Religion has become weird.  It has always been strange; the quest for God or gods.  Religion has always been at least marginally concerned with the transcendent.  When I say weird though, I'm not talking about mystical or otherworldly, for those things are merely inevitable side effects of searching for the holy and the eternal.  What I mean by weird is disjointed and confusing, I would almost say schizophrenic, but that would be insulting to some fairly wonderful and interesting schizophrenics I have known.
If you follow the world of religion, as I do, you are subjected daily to a wide range of opinions, rants, and rhetoric.  The interweb gives one a wonderful resource for experiencing the weirdness of modern religion, you can read fairly thoughtful commentary on the life of faith from so many perspectives, but what you're likely to draw out of the whole experience is not clarity, far from it.  You will find that sorting through the mess is far from easy.  You will probably be astonished by how bound and conflicted people can be about sex, and politics.  You will read racist, misogynist and otherwise bigoted opinions from people who claim to follow Jesus of Nazareth.  You can find people who would like very much to kill you in the name of Allah.  You can find people who proclaim that we should use nuclear weapons in the name of Zion, and those are just the big three.
You can encounter all sorts of strange, inbred perversions of the major world faiths up in the hollers and in the backwaters off the major streams.  What you probably have to look fairly intently for is the truth, or some semblance of it.  You find a terrible number of people who take themselves awfully seriously.

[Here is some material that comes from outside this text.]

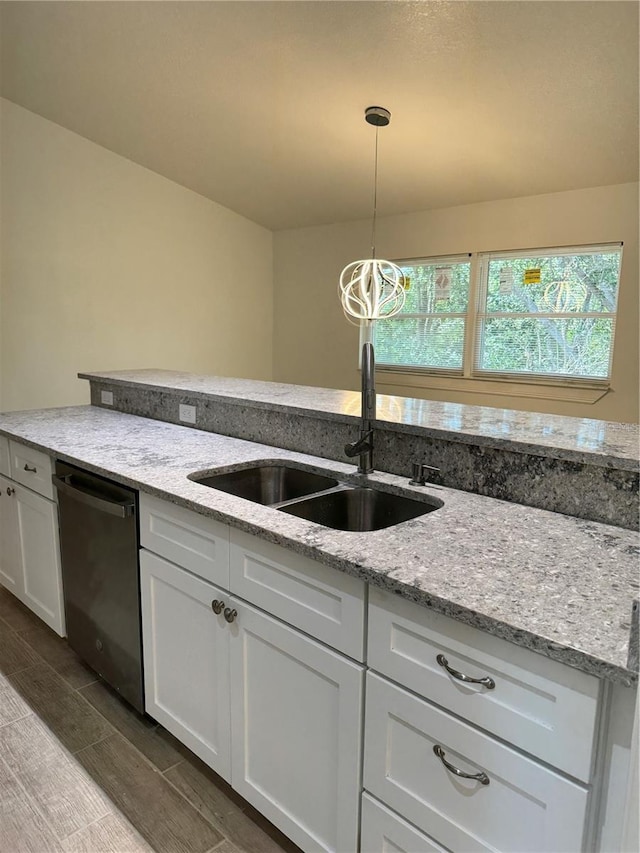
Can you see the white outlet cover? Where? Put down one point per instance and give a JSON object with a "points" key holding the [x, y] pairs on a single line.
{"points": [[187, 414]]}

But here's why I stick with this strange brew:
Yesterday, the kids of GSPC decorated the Christmas tree in the sanctuary (yes, we have a tree in the sanctuary, and yes, I know it's a pagan symbol that was co-opted by Christianity).  We decorated it with Chrismons (monograms of Christ), little white and gold symbols in the shapes of crosses, doves, crowns, Greek letters, and even a butterfly (a symbol of resurrection, and yes I know it's technically a metamorphosis).

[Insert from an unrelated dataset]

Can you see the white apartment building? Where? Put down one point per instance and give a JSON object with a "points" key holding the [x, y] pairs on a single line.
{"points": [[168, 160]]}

The process was frenetic to the point of chaos.  We were "talking" about what each symbol meant, but mostly kids were just jumping at the chance to put the symbols on the tree.  They were using their imaginations, they were thinking, and most importantly, they were having fun.  Some of what I was telling them may have sunk in, some of it may not.  I don't really think I care very much, because in that moment the kingdom of heaven was there.  Hanging a white and gold triangle on your tree doesn't mean you really understand the doctrine of the Trinity, but I'm pretty sure God: Creator, Redeemer and Sustainer was pretty amused by the utter glee with which it went up
I guess I know it can't all be children's sermons, there are lots of grown up type things that we need to sort through as we grow in faith, but once in a while I think we grown ups ought to try and have that much fun in worship.  That's not too weird is it?